Thursday, April 5, 2007

Hybrid – One response in a continuum.

“Because of its dedication to permanence, architecture is one of the last modes of thought based on the inert.” (Lynn, 11)

A consistent theme in the hybrid readings was the existence of a multiplicity of instances along a continuum and the advantages that using a computer in design brings in exploring this way of thinking.

FOA discussed intensive space, a differential space. “A continuous and homogenous space has been traditionally the instrument for flexibility, but intensive space is differentially flexible, which means that it offers multiple conditions in a continuum…”(FOA, 17) Is diversity flexibility?

Greg Lynn discusses non-Cartesian, vector and parameter based forms and describes them as animate. Animation, not to be confused with motion, is an evolution of form based on forces. Our ways of dusing technology itself is an animate form because it can be described in terms fo forces and parameters.
“If there is a single concept that must be engaged due to the proliferation of topological shapes and computer-aided tools, it is that in their structures as abstract machines, these technologies area animate.” (Lynn, 41)

At on point, Lynn discusses the Zoologist Thompson. “Thompson was one of the first scientists to notate gradient forces through deformation, inflection, and curvature. These three terms all involve the registration of force on form.” (26) In an odd coincidence, yesterday in my CE130 class, we derived formulas for deformation, inflection and curvature, each a derivative or integration of the other, derived from the forces, which integrate to find the shear, which integrate to find the moment, again to deflection, again to inflection and then curvature. The differential relationship between these materials to forces and inputs can be applied to a topological architecture. “[T]opology allows for not just the incorporation of a single moment but rather a multiplicity of vectors, and therefore, a multiplicity of times in a single continuous surface.” (Lynn, 13)

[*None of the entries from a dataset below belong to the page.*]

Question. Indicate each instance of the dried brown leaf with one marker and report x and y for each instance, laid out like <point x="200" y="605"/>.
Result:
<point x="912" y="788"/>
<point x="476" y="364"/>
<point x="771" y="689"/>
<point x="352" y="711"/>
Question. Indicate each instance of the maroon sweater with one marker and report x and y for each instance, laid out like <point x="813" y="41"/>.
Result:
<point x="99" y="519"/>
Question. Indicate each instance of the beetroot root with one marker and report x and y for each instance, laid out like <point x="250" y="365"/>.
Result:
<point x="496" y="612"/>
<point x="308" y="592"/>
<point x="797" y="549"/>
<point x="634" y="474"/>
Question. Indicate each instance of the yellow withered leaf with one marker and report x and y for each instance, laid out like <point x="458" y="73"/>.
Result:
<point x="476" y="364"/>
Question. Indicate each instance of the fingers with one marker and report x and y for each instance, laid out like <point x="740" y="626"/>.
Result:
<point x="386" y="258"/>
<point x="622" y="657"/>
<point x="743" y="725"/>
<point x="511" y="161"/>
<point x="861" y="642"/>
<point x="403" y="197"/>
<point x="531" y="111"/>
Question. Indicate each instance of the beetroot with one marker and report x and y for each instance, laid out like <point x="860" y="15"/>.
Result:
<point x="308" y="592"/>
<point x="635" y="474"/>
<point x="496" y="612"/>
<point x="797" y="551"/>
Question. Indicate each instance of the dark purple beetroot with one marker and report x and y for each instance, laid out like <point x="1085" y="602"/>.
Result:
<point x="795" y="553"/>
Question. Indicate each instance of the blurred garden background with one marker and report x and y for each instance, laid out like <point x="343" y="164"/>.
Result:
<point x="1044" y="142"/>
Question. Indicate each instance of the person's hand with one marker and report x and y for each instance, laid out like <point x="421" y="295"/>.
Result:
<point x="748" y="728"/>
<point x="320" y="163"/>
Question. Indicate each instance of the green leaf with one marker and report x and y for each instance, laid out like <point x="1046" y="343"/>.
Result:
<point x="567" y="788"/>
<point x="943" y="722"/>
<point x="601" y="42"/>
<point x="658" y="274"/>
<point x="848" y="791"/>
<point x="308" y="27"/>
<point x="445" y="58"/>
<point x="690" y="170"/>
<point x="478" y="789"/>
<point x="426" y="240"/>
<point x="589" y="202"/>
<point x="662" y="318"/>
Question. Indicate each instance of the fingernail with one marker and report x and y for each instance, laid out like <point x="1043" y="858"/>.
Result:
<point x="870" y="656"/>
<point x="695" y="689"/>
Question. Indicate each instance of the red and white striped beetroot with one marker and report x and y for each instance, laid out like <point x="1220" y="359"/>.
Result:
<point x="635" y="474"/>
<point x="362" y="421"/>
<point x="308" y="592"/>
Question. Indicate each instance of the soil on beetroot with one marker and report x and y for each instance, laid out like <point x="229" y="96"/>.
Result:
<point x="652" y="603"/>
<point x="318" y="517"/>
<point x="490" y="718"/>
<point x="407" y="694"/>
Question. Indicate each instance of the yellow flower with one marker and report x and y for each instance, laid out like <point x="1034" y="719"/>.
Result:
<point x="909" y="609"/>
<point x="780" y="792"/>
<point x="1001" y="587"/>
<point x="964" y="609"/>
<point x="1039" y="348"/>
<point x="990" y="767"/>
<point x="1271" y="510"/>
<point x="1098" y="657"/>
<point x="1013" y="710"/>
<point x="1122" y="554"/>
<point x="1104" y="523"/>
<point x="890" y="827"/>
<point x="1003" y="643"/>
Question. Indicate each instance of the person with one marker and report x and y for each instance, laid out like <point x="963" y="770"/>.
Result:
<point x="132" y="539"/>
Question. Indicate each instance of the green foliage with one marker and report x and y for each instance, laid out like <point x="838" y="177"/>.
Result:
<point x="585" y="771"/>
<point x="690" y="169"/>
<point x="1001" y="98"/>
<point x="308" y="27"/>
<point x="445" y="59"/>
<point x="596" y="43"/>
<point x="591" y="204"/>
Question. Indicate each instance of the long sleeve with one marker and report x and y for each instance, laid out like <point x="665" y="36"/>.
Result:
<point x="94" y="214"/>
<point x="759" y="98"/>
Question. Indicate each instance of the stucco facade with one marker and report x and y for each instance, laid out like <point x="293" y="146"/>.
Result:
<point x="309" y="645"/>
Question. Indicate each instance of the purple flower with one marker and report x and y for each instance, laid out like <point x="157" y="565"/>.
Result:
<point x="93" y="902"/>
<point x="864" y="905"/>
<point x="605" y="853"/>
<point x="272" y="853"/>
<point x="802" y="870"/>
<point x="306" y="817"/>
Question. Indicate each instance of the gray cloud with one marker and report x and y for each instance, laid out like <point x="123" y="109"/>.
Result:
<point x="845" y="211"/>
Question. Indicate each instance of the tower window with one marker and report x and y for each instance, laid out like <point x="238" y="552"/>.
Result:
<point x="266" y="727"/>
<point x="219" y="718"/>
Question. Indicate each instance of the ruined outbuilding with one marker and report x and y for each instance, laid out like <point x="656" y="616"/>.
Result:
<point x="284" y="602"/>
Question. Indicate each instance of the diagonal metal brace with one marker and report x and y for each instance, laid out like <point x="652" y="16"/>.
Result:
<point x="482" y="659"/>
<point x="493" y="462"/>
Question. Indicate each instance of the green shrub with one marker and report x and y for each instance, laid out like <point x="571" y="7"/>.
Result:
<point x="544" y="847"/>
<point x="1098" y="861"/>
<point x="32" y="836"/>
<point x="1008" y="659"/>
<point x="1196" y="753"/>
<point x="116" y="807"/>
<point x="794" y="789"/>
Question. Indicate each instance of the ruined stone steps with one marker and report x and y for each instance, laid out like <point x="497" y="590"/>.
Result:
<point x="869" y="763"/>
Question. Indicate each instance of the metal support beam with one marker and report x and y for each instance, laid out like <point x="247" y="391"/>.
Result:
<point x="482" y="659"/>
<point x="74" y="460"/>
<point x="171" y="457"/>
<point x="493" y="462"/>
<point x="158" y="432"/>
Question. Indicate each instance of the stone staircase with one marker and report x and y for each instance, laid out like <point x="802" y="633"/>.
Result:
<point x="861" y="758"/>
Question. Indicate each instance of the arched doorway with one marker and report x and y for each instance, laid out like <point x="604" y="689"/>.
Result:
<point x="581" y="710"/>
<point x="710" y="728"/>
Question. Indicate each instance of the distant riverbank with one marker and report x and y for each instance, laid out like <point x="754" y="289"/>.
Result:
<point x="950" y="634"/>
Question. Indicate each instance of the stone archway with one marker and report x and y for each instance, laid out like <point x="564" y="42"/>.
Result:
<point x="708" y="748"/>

Lynn gives a caution though that we would do well to heed. “The challenge for contemporary architectural theory and design is to try to understand the appearance of these tools in a more sophisticated way that as simply a new set of shapes.” (Lynn, 17)

FOA, too, discussed the presense and power of meaninglessness in their design. “What is most interesting about the development of the competition is precisely how factual and “meaningless” the sequence of decisions that led the project was, despite the many associations that have been made between the project and certain philosophical, cultural or formal trends. In fact, we now see that meaninglessness as the order that builds multiple cultural resonances.” (FOA, 9) The meaningless resonates with an international style ideal. A superficiality and neutrality becomes a sort of international code. If a building is so abstracted it flirts with universal appeal.

In the hybrid article, (which begins with a hybrid phrase, ‘Architectural constructions’) this neutrality is addressed in the idea of scale. “Hybrid structures have no authentic recognizable scale, their organization is geared towards allowing function-related expansion and shrinkage and this results in overlaps and non-determinate spaces that flow into each other.” (Hybrid, 80)

Lynn argues that “multiplicity can constitute a cohesive identity.” (84) The one and the many is an age old problem, and one that is opened for exploration by modern computing methods. The challenge is to find multiplicity, neutrality and meaning at once. “Pragmatism is being bred to utopia in the hope that a painless merger between the two can be brought about.” (114) No small order, indeed, but if, as Lynn argues, technology is an animate form, our investigative tools will evolve with our questions, our architecture and ourselves.